Using the UniProtKB Retrieve/ID mapping online tool (
https://www.uniprot.org/uploadlists/) and the Uniprot accessions identified using Uniprot515 and SPGP40k databases, we performed a GO classification; this is not feasible with accession numbers from MPGR and NCBI. The longer the list of annotations, the more exhaustive the insight into the plant biology, as displayed in
Supplementary Materials Figure S6 based on the Biological Processes classification.

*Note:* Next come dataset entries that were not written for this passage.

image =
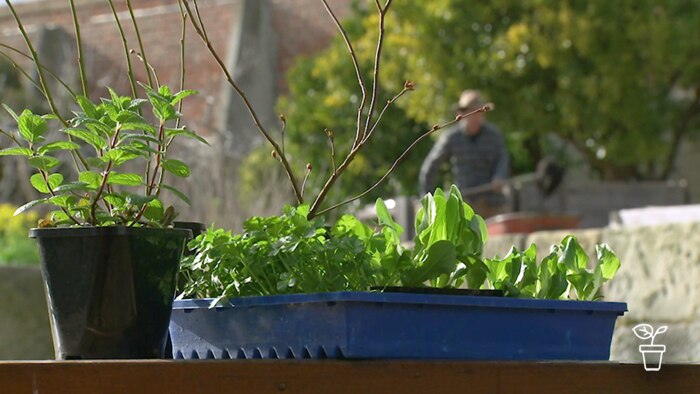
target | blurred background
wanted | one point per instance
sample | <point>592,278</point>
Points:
<point>609,91</point>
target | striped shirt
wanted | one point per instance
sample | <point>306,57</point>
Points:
<point>475,160</point>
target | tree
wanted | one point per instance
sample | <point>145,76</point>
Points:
<point>617,81</point>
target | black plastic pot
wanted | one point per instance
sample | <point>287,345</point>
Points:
<point>109,289</point>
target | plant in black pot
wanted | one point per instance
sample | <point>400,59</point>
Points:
<point>109,252</point>
<point>110,249</point>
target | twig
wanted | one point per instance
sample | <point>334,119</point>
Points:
<point>358,73</point>
<point>138,38</point>
<point>129,69</point>
<point>377,58</point>
<point>35,83</point>
<point>229,79</point>
<point>79,45</point>
<point>400,159</point>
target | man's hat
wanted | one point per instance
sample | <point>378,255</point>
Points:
<point>471,100</point>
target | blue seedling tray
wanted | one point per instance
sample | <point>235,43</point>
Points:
<point>366,325</point>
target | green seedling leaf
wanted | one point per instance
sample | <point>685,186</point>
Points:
<point>176,167</point>
<point>608,262</point>
<point>126,179</point>
<point>16,151</point>
<point>43,162</point>
<point>37,180</point>
<point>30,205</point>
<point>90,137</point>
<point>182,196</point>
<point>58,145</point>
<point>31,127</point>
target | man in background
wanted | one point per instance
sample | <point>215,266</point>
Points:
<point>478,157</point>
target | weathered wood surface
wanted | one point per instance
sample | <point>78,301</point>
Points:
<point>287,376</point>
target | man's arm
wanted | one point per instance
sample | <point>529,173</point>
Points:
<point>502,168</point>
<point>430,170</point>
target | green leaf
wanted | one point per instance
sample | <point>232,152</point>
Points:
<point>185,133</point>
<point>138,200</point>
<point>87,106</point>
<point>31,126</point>
<point>16,151</point>
<point>176,167</point>
<point>127,179</point>
<point>607,260</point>
<point>181,95</point>
<point>11,112</point>
<point>58,145</point>
<point>73,187</point>
<point>92,179</point>
<point>43,162</point>
<point>88,136</point>
<point>37,180</point>
<point>182,196</point>
<point>63,201</point>
<point>30,205</point>
<point>440,258</point>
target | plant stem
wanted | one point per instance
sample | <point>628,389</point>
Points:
<point>200,31</point>
<point>138,38</point>
<point>42,81</point>
<point>377,58</point>
<point>315,212</point>
<point>79,46</point>
<point>26,74</point>
<point>130,71</point>
<point>358,73</point>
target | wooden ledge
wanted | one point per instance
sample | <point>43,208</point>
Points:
<point>311,376</point>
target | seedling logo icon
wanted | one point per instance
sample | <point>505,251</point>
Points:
<point>652,354</point>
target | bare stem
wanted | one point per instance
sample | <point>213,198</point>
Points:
<point>358,73</point>
<point>183,63</point>
<point>35,83</point>
<point>314,213</point>
<point>377,58</point>
<point>79,46</point>
<point>200,31</point>
<point>138,38</point>
<point>42,81</point>
<point>129,69</point>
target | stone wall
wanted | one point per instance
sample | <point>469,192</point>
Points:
<point>659,279</point>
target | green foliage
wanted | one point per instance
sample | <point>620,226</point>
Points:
<point>115,130</point>
<point>15,246</point>
<point>564,273</point>
<point>292,254</point>
<point>614,80</point>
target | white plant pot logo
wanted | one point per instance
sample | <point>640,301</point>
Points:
<point>651,353</point>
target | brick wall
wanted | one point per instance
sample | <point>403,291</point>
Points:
<point>302,27</point>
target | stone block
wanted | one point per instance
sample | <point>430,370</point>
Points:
<point>660,273</point>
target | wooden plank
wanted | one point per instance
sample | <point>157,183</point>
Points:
<point>288,376</point>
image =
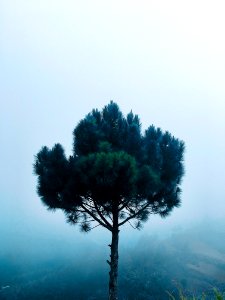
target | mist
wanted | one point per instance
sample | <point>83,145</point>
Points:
<point>165,62</point>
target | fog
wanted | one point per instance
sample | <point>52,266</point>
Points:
<point>59,60</point>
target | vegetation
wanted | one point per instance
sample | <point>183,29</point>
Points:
<point>192,259</point>
<point>115,175</point>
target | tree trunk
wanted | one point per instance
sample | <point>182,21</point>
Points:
<point>113,274</point>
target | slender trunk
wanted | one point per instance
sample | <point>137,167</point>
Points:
<point>113,274</point>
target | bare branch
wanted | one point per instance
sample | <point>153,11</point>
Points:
<point>101,216</point>
<point>135,214</point>
<point>96,218</point>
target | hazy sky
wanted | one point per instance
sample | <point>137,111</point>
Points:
<point>165,60</point>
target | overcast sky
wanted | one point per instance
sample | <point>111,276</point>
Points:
<point>165,60</point>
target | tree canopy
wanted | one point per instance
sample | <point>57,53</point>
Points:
<point>114,166</point>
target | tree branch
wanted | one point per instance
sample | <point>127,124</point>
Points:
<point>94,217</point>
<point>101,216</point>
<point>135,214</point>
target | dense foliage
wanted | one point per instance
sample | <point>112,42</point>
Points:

As more proteins are identified when a large database such as SPGP40k is used (
Supplementary Materials Figure S6B) relative to a small database such as Uniprot515 (
Supplementary Materials Figure S6A), more biological processes are listed. In the case of medicinal cannabis, 581 metabolic processes appear including nitrogen compounds (340), primary (452), small molecules (224) and organic substances (508) metabolisms. Yet, only 7 results are assigned to the secondary metabolism.
C. sativa manufactures a plethora of compounds found nowhere else, the best known being the phytocannabinoids [
30,
31,
32,
33,
34]. This is not reflected in the classification depicted in
Supplementary Materials Figure S6B because no other species resembles cannabis, which is truly unique. This
viridiplantae database gap in SwissProt and UniProt must be urgently filled.